Put $z = \mathrm{e}^{\mathrm{i}t}$. We have $$ \cos {t} = \frac{z^2 + 1}{2z} $$ and $$ z = \mathrm{e}^{\mathrm{i}t} \implies \mathrm{d}z = \mathrm{i} z\, \mathrm{d}t \implies \mathrm{d}t = \frac{\mathrm{d}z}{\mathrm{i}z}. $$ Hence $$ a + b \cos {t} = \frac{bz^2 + 2az + \color{red}{b}}{2z} $$ and $$ \frac{1}{(a + b \cos {t})^2} = \frac{4z^2}{(bz^2 + 2az + \color{red}{b})^2} $$ and $$ \begin{aligned} & \int_{0}^{2\pi} \frac{\mathrm{d}t}{(a + b \cos {t})^2} \\ = {} & \oint_{|z| = 1} \frac{\mathrm{d}z}{\mathrm{i}z} \frac{4z^2}{(bz^2 + 2az + \color{red}{b})^2} \\ = {} & \frac{4}{\mathrm{i}\color{red}{b^2}} \oint_{|z| = 1} \frac{\color{red}{z}}{(z^2 + 2kz + 1)^2}\,\mathrm{d}{z} \\ = {} & \frac{4}{\mathrm{i}\color{red}{b^2}} \oint_{|z| = 1} \frac{\color{red}{z}}{(z - z_1)^2 (z - z_2)^2}\,\mathrm{d}{z}, \end{aligned} $$ in which $$ \begin{aligned} & k = \frac{a}{b}, \\ & z_1 = -k - \sqrt{k^2 - 1}, \\ & z_2 = -k + \sqrt{k^2 - 1}. \end{aligned} $$

Since $k > 1$, $$ \begin{aligned} z_2 = {} & -(k - \sqrt{k^2 - 1}) \\ = {} & \frac{-(k - \sqrt{k^2 - 1})(k + \sqrt{k^2 - 1})}{k + \sqrt{k^2 - 1}} \\ = {} & \frac{-1}{k + \sqrt{k^2 - 1}} \end{aligned} $$ is in the interval $(-1, 0)$, and $$ z_1 = -(k + \sqrt{k^2 - 1}) < -1. $$ Hence only $z_2$ is inside the contour.
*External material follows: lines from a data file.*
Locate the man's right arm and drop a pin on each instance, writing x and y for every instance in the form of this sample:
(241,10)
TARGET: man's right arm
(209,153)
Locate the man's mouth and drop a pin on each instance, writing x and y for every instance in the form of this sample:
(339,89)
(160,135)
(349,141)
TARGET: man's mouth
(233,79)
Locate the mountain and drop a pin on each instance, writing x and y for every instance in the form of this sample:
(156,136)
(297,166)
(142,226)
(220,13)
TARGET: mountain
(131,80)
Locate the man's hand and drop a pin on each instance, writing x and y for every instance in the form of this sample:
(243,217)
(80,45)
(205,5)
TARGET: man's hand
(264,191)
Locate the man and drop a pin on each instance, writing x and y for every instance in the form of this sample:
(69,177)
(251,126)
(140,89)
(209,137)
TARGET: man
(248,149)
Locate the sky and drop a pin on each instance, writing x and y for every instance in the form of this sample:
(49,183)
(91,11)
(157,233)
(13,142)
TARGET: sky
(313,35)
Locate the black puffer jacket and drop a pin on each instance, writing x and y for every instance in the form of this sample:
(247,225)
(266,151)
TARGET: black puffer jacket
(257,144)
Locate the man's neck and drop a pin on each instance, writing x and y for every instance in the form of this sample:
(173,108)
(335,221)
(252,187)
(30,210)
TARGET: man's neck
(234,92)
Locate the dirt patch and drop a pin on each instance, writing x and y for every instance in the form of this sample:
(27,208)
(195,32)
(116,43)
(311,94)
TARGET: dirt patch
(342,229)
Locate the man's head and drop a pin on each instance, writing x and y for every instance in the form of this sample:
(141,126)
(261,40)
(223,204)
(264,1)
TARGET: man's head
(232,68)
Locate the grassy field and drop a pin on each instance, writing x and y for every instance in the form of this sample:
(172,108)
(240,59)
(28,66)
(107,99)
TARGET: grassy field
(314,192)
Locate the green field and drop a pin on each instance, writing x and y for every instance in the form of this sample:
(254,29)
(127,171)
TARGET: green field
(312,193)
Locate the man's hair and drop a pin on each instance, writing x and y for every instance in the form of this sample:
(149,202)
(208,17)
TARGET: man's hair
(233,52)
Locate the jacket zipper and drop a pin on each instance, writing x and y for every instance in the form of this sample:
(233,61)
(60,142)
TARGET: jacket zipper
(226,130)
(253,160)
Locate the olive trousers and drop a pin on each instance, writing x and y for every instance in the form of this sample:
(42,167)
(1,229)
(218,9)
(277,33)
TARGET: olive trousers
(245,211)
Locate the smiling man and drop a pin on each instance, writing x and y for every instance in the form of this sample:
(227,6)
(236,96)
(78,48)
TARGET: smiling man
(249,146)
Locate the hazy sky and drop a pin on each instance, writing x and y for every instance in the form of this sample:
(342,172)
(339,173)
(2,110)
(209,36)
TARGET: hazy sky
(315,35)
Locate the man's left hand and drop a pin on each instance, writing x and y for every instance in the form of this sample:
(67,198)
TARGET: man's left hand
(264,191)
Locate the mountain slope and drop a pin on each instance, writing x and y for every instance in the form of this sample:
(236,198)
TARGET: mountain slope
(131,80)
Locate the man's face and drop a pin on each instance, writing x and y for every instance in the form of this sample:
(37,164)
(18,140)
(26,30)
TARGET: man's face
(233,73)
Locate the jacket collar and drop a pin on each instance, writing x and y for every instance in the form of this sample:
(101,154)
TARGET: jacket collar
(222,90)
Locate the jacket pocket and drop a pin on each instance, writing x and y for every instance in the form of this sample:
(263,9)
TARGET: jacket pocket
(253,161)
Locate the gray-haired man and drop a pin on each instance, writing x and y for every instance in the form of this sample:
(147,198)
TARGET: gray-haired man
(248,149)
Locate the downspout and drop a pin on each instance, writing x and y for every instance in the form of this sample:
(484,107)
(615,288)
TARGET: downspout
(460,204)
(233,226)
The residue is $$ \mathrm{Res}(f;z_2)=\frac{1}{(m-1)!}\lim_{z\to z_2} \frac{\mathrm{d}^{m-1}}{\mathrm{d}z^{m-1}}((z-z_2)^mf(z)), $$ in which $m = 2$ and $$ f(z) = \frac{z}{(z - z_1)^2 (z - z_2)^2}. $$ It is not hard to find that $$ \mathrm{Res}(f;z_2) = -\frac{z_2 + z_1}{(z_2 - z_1)^3} = \frac{k}{4 (k^2 - 1)^{3/2}}. $$ Hence $$ \begin{aligned} & \int_{0}^{2\pi} \frac{\mathrm{d}t}{(a + b \cos {t})^2} \\ = {} & \oint_{|z| = 1} \frac{\mathrm{d}z}{\mathrm{i}z} \frac{4z^2}{(bz^2 + 2az + b)^2} \\ = {} & \frac{4}{\mathrm{i}\color{red}{b^2}} \oint_{|z| = 1} \frac{\color{red}{z}}{(z^2 + 2kz + 1)^2}\,\mathrm{d}{z} \\ = {} & \frac{4}{\mathrm{i}\color{red}{b^2}} \oint_{|z| = 1} \frac{\color{red}{z}}{(z - z_1)^2 (z - z_2)^2}\,\mathrm{d}{z} \\ = {} &\frac{4}{\mathrm{i} b^2} \cdot 2\pi\mathrm{i} \cdot \frac{k}{4 (k^2 - 1)^{3/2}} \\ = {} & \frac{2\pi k}{b^2 (k^2 - 1)^{3/2}} \\ = {} & \frac{2\pi kb}{b^3 (k^2 - 1)^{3/2}} \\ = {} & \frac{2\pi a}{(b^2)^{3/2} (k^2 - 1)^{3/2}} \\ = {} & \frac{2\pi a}{(a^2 - b^2)^{3/2}}. \end{aligned} $$

Answer 2

One mistake has been pointed out by @Juliamisto

Another mistake is

$$\int_{0}^{2\pi}\frac{dt}{(a+b\cos(t))^2}=\frac{4}{i}\oint_V \frac{\color{red}z~dz}{(bz^2+2az+1)^2}$$

you miss a factor $z$ on the numerator.